4 sweet peppers, cut in half lengthwise and seeds removed (or one eggplant, cut in half lengthwise and flesh scooped out and diced)
1/2 pound mushrooms, washed and sliced
3 tablespoons olive oil
1 onion, diced
2 cloves garlic, minced
1/2 teaspoon dried oregano
1 tablespoon Creole seasoning
black pepper to taste
3/4 pound shrimp, peeled and deveined
1 1/2 links of andouille sausage, diced (optional)
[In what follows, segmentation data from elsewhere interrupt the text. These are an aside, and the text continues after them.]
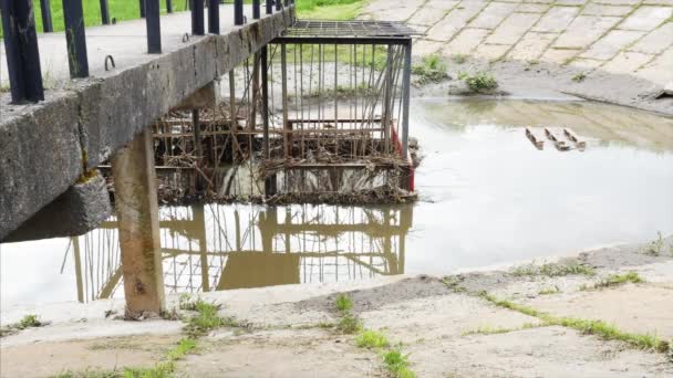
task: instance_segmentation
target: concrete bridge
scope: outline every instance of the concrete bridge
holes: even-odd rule
[[[127,304],[158,312],[163,276],[147,127],[172,108],[213,98],[221,75],[293,23],[294,7],[209,1],[211,33],[205,34],[203,7],[159,18],[158,0],[146,0],[146,20],[84,31],[81,2],[72,3],[80,8],[65,9],[66,32],[37,36],[32,1],[1,3],[0,82],[4,87],[9,76],[11,93],[0,96],[0,241],[76,234],[100,222],[110,202],[94,168],[111,159]]]

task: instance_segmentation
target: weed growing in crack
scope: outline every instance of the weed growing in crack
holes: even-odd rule
[[[605,279],[601,280],[600,282],[596,283],[593,286],[591,286],[591,288],[604,288],[604,287],[611,287],[611,286],[619,286],[619,285],[623,285],[629,282],[630,283],[643,283],[643,282],[645,282],[645,280],[643,280],[635,272],[629,272],[625,274],[611,274],[611,275],[607,276]],[[589,290],[589,287],[584,286],[583,288],[580,287],[580,290]]]
[[[565,275],[596,275],[596,270],[589,265],[570,262],[563,264],[548,263],[536,265],[535,263],[514,267],[510,273],[515,276],[536,276],[543,275],[548,277],[558,277]]]
[[[418,64],[412,66],[412,73],[418,77],[418,84],[438,83],[448,77],[448,66],[439,54],[423,56]]]
[[[488,93],[498,87],[498,81],[491,73],[486,71],[478,71],[474,74],[460,72],[458,73],[458,78],[464,81],[467,87],[476,93]]]
[[[415,378],[408,368],[408,355],[403,355],[401,348],[394,348],[383,355],[385,369],[395,378]]]
[[[384,333],[365,329],[355,337],[355,345],[360,348],[379,349],[389,347],[391,343],[387,340],[387,336],[385,336]]]
[[[652,255],[652,256],[659,256],[661,255],[661,252],[664,249],[664,238],[661,233],[661,231],[656,231],[656,239],[651,241],[650,243],[648,243],[648,246],[645,246],[644,249],[644,253]],[[673,246],[671,248],[671,254],[673,255]]]
[[[353,308],[353,301],[348,294],[336,295],[336,309],[341,313],[345,313]]]

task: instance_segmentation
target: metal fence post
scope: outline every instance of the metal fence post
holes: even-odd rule
[[[259,20],[259,18],[261,17],[261,14],[260,14],[261,4],[259,2],[260,2],[260,0],[252,0],[252,18],[255,20]]]
[[[110,24],[110,7],[107,0],[101,0],[101,21],[104,25]]]
[[[191,6],[191,34],[204,35],[204,0],[190,0]]]
[[[244,24],[244,0],[234,0],[234,24]]]
[[[219,0],[208,0],[208,33],[219,34]]]
[[[162,19],[159,17],[159,0],[146,0],[145,24],[147,25],[147,52],[162,53]]]
[[[0,0],[12,102],[44,99],[32,0]],[[13,21],[13,22],[12,22]]]
[[[40,10],[42,13],[42,31],[51,33],[54,31],[54,24],[51,20],[51,4],[49,0],[40,0]]]
[[[86,33],[82,0],[63,0],[63,21],[65,21],[65,42],[68,44],[68,65],[71,77],[89,76],[86,57]]]

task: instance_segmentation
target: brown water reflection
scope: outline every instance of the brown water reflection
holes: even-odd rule
[[[161,210],[167,294],[404,272],[412,206],[191,206]],[[116,220],[71,238],[79,302],[123,295]]]

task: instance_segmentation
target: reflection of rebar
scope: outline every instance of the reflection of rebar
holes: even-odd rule
[[[404,273],[405,237],[412,224],[412,211],[411,206],[165,208],[159,213],[165,286],[168,293],[227,287],[222,282],[229,280],[225,267],[230,259],[238,261],[236,266],[250,269],[253,275],[262,266],[240,262],[273,266],[281,255],[298,259],[292,265],[298,282],[302,283]],[[72,238],[80,302],[111,297],[121,286],[115,223],[113,218],[84,237]],[[81,244],[84,251],[80,250]],[[280,266],[290,269],[286,263],[273,269]],[[272,283],[273,275],[288,279],[273,269],[265,271],[270,275],[265,280]]]

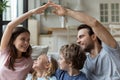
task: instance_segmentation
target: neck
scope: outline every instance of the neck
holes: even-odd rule
[[[95,44],[94,48],[90,51],[90,56],[95,58],[101,51],[102,46],[100,44]]]
[[[45,77],[46,76],[46,71],[36,71],[36,76],[37,77]]]

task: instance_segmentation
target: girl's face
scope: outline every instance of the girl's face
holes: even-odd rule
[[[60,69],[67,71],[69,65],[66,63],[62,54],[60,54],[60,59],[59,59],[58,63],[59,63]]]
[[[14,45],[19,53],[26,52],[29,47],[30,34],[28,32],[21,33],[14,41]]]
[[[40,55],[33,63],[34,70],[47,70],[49,68],[49,60],[47,55]]]

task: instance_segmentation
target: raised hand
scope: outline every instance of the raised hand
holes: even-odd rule
[[[55,13],[56,15],[64,16],[67,12],[67,10],[61,5],[55,4],[53,2],[49,2],[49,5],[54,8],[53,13]]]

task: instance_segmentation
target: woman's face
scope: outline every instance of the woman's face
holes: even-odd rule
[[[28,32],[21,33],[13,42],[18,52],[26,52],[30,43],[30,34]]]
[[[60,59],[59,59],[58,63],[59,63],[60,69],[62,69],[62,70],[66,71],[69,67],[62,54],[60,54]]]
[[[47,70],[49,68],[49,60],[47,55],[40,55],[33,63],[34,70]]]

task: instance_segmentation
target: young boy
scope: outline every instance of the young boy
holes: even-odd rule
[[[55,76],[58,80],[87,80],[80,71],[86,60],[85,53],[77,44],[67,44],[60,49],[59,68]]]

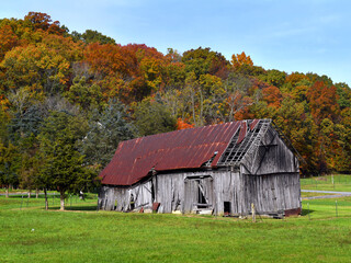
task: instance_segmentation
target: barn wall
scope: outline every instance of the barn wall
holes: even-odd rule
[[[102,186],[99,195],[99,207],[104,210],[120,211],[127,211],[132,208],[140,207],[151,208],[151,181],[140,183],[129,188]]]
[[[242,159],[245,174],[278,174],[298,172],[298,160],[270,126],[260,146]]]
[[[241,214],[249,214],[251,204],[260,214],[301,208],[299,174],[242,175]]]
[[[156,202],[160,203],[159,213],[193,213],[201,209],[197,206],[199,184],[207,204],[201,208],[213,209],[215,215],[225,214],[225,202],[228,202],[226,204],[229,204],[231,215],[250,214],[252,203],[259,214],[301,207],[298,173],[248,175],[230,170],[210,170],[158,174],[131,188],[103,186],[99,198],[100,208],[129,210],[133,194],[134,208],[150,208]]]

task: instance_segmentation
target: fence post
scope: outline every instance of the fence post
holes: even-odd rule
[[[338,217],[338,201],[336,201],[336,216]]]
[[[252,222],[256,222],[256,210],[254,210],[254,204],[251,204],[251,213],[252,213]]]
[[[22,210],[22,205],[23,205],[23,194],[22,194],[21,208],[20,208],[20,210]]]

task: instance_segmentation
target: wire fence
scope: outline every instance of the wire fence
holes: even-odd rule
[[[303,201],[302,216],[309,220],[351,217],[351,196],[332,199]]]
[[[351,192],[351,175],[303,176],[301,179],[301,186],[304,190]]]
[[[3,201],[9,199],[9,202],[2,202],[2,208],[9,209],[29,209],[29,208],[44,208],[45,209],[45,195],[39,193],[10,193],[9,198],[4,196]],[[79,196],[78,194],[66,194],[65,196],[65,209],[67,210],[93,210],[97,209],[98,194],[84,194],[84,196]],[[60,195],[59,193],[48,193],[47,194],[48,209],[59,209],[60,208]]]

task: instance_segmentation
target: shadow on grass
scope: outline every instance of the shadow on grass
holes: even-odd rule
[[[312,215],[313,213],[315,213],[316,210],[313,210],[313,209],[303,209],[301,215],[302,216],[308,216],[308,215]]]
[[[48,207],[48,210],[59,210],[59,206]],[[97,205],[84,205],[84,206],[65,206],[67,211],[92,211],[97,210]]]
[[[66,210],[97,210],[97,205],[90,205],[90,206],[67,206]]]

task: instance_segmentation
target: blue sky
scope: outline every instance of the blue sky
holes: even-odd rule
[[[0,18],[44,12],[70,31],[97,30],[123,45],[163,54],[211,47],[230,59],[291,73],[327,75],[351,85],[351,1],[346,0],[13,0]]]

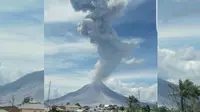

1 cup uncooked long-grain white rice (optional)
2 1/2 cups chicken broth
1 (8 ounce) can tomato sauce
Heat olive oil in a large, deep skillet over medium heat. Saute onion until translucent. Stir in garlic, and season with oregano, Creole seasoning and black pepper. Add mushrooms, and eggplant cubes if using and continue cooking until beginning to turn golden brown. Stir in shrimp and sausage, and cook until shrimp turns pink, 5 minutes. Stir in rice, and cook 1 minute. Pour in chicken broth and tomato sauce. Cook until thick, 15 to 20 minutes. Fill peppers or eggplant with stuffing mixture, and place in baking dish.
Bake in preheated oven for 30-45 minutes, or until heated through.